Updated: 2003-01-06; 10:10:37 PM
Doug's Inner Net News
    News and views from a software developer's perspective

daily link  Monday, August 05, 2002

More on my ideas to build effective spam filters...

What we want, is to identify the text of the convincing section, the action section, and the excuse section.  How can we do this?

Here's my idea.

From a selection of normal English language text -- however that is defined -- create a database that contains a count of the frequencies of one-, two-, or three-word combinations.  Create a similar database from spam text.  We use these databases to compute the "surprise" value of the one-, two-, and three-word combinations in the text we are testing.  Common word combinations have a low surprise value.  The word "the", for example, has almost no surprise value.  The word "viagra" has high surprise value in normal text, but low surprise value in spam text.  (This is basic information theory.)  When we test the text of a message, we look for those word combinations that have a high surprise value against normal English text, but that have a low surprise value against spam text.
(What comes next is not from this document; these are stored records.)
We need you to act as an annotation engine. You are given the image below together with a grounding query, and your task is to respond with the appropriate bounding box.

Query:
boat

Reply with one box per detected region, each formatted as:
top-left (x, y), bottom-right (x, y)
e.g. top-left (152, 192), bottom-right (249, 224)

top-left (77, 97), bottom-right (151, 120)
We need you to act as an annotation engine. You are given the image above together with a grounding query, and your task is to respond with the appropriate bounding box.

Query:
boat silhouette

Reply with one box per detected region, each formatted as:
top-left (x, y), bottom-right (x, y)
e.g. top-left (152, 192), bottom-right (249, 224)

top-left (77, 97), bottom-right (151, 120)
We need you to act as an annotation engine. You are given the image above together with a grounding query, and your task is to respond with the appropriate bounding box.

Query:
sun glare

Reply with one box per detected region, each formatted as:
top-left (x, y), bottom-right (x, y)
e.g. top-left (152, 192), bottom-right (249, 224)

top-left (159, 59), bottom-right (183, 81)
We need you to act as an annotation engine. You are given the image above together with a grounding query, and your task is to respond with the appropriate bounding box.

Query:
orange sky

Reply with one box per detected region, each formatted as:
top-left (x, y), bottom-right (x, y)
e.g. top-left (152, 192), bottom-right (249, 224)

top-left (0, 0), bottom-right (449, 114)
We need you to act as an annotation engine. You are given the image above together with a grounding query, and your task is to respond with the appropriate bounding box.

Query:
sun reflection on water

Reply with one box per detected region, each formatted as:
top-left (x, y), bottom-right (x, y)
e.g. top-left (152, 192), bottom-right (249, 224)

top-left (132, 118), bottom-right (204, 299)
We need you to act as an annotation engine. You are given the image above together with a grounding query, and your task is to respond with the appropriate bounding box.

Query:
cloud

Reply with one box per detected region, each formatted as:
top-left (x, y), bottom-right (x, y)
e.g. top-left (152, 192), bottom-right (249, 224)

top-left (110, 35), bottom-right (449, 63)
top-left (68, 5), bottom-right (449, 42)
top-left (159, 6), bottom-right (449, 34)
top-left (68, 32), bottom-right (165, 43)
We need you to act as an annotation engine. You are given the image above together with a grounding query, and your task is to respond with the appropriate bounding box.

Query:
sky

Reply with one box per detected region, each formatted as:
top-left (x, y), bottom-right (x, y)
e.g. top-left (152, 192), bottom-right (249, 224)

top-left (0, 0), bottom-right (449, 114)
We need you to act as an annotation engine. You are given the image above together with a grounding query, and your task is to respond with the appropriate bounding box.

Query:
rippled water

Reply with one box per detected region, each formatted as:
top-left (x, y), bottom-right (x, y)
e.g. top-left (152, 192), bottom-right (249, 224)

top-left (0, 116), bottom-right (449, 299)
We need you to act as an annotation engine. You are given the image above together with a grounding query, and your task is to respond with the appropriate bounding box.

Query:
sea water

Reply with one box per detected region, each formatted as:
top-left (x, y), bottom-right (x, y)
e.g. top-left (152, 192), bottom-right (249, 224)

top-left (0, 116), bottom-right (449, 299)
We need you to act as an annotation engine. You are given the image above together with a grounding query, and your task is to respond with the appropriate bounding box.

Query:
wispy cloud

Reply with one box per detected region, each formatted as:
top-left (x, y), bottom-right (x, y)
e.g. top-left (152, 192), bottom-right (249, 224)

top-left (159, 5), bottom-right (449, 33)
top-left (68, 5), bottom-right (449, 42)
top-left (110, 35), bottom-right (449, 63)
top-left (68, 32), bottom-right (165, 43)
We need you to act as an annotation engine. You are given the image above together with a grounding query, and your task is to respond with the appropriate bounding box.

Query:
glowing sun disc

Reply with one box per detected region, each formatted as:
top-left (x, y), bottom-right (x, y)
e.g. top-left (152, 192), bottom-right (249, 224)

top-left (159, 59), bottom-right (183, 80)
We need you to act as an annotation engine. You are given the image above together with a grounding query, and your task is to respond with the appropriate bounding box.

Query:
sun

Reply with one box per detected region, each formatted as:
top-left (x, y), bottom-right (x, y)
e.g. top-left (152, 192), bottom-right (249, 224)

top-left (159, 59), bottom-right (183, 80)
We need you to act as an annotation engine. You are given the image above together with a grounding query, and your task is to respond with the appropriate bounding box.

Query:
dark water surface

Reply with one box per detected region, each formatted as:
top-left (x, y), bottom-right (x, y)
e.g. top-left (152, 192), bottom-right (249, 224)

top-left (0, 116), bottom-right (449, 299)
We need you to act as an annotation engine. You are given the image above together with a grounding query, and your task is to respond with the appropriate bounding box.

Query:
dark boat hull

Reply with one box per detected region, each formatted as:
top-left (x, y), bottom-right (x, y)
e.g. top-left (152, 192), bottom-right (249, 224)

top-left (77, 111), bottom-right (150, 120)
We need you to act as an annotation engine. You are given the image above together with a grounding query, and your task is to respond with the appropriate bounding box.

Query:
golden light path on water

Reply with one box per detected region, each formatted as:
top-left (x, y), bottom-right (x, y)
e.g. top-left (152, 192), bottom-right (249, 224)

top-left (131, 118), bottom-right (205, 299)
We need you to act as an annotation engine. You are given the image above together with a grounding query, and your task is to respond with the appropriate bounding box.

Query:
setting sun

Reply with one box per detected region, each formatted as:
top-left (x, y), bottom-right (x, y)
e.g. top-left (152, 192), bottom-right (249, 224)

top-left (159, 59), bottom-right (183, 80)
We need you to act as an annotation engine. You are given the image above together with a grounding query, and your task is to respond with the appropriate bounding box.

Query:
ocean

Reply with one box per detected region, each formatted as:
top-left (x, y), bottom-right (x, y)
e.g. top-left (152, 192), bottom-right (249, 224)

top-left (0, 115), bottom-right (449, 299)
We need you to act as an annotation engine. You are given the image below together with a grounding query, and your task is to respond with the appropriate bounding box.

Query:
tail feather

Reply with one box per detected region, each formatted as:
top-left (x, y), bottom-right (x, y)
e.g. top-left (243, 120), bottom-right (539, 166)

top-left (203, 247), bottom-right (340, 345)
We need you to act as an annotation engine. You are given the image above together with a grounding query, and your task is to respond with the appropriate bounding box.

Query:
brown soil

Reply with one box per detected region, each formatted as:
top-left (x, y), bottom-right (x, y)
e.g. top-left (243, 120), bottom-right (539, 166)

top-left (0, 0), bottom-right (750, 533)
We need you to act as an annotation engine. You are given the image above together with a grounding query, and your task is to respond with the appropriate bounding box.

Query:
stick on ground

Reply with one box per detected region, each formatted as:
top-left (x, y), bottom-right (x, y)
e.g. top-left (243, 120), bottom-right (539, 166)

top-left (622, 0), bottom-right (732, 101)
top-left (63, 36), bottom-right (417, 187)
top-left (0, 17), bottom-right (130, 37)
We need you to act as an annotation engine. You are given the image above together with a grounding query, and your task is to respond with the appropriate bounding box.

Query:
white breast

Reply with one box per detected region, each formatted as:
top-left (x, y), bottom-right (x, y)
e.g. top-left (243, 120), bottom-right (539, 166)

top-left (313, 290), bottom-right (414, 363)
As protection against false positives, we could also update a third database, getting the word combinations from mail received from known non-spam sources.  There would be many word combinations that have a high surprise value against normal English text -- first names of your friends, relatives, or co-workers, for example -- and a low surprise value against the text in legitimate mail.  If the spam detector finds too many of these word combinations, then it would classify the mail as legitimate.  Of course, this part of the spam filter works best if it is used for individuals, rather than the general public.  However, it may also be effective for certain groups, such as family group or a work group.  The more that group has in common, the more effective this phase of the detector will be.

We could refine this basic technique.  If we manually "teach" the detector, we could be careful to separate the spam text into convincing text, action text, and excuse text, then create a separate database for each section.  Then, we would have separate computed numbers for matching the convincing text, the action text, and the excuse text.  We could weight these numbers differently when computing the overall score.

This is all theory.  In practice, a lot of work must be done to tune the parameters.  My guess is that this kind of analysis in a spam detector would work pretty well, assuming the learning phase was high quality.

 
2:14:55 PM  permalink 


But, in fact, most spammers are pretty dumb.  Most of them wouldn't have a clue about how to get past spam filters.  I mean, putting 'viagra' in the subject line?!  That's a dead give away!  I suspect the reason there are so many ignorant spammers is because they buy the do-it-yourself spam software.  There is no one to help them carefully craft their message so as to get past spam filters.  There are professional spamming services that can help businesses with a spam campaign.  But they probably cost quite a bit of money.  I believe it will eventually get to the point where do-it-yourself spam just doesn't work -- it can't get past the spam filters.  In that case, "effective" spam will require professional help.  And that will cost the businesses that use spam.  As a result, only businesses that can afford to spam will do so.  (I assume the cost would be over $1000 per mailing.)  That would make spam much more predictable.  The products offered would be mortgages, spy equipment, fake diplomas, dirty pictures, etc.  As the selection of products offered becomes smaller, that makes the job of filters much easier, because there is a much smaller "vocabulary".

So, again, I am optimistic about the possibility of getting spam under control.

 
4:57:44 AM  permalink 


Rick's Spam Filters Very interesting.  Simple filters that one can use in Eudora to eliminate a lot of spam.

It's a late night, and I just can't stop thinking about possible techniques to eliminate spam.  I'm a believer.  I believe that spam can be filtered effectively.  Maybe it will take some sophisticated artificial intelligence, but I believe it can be done.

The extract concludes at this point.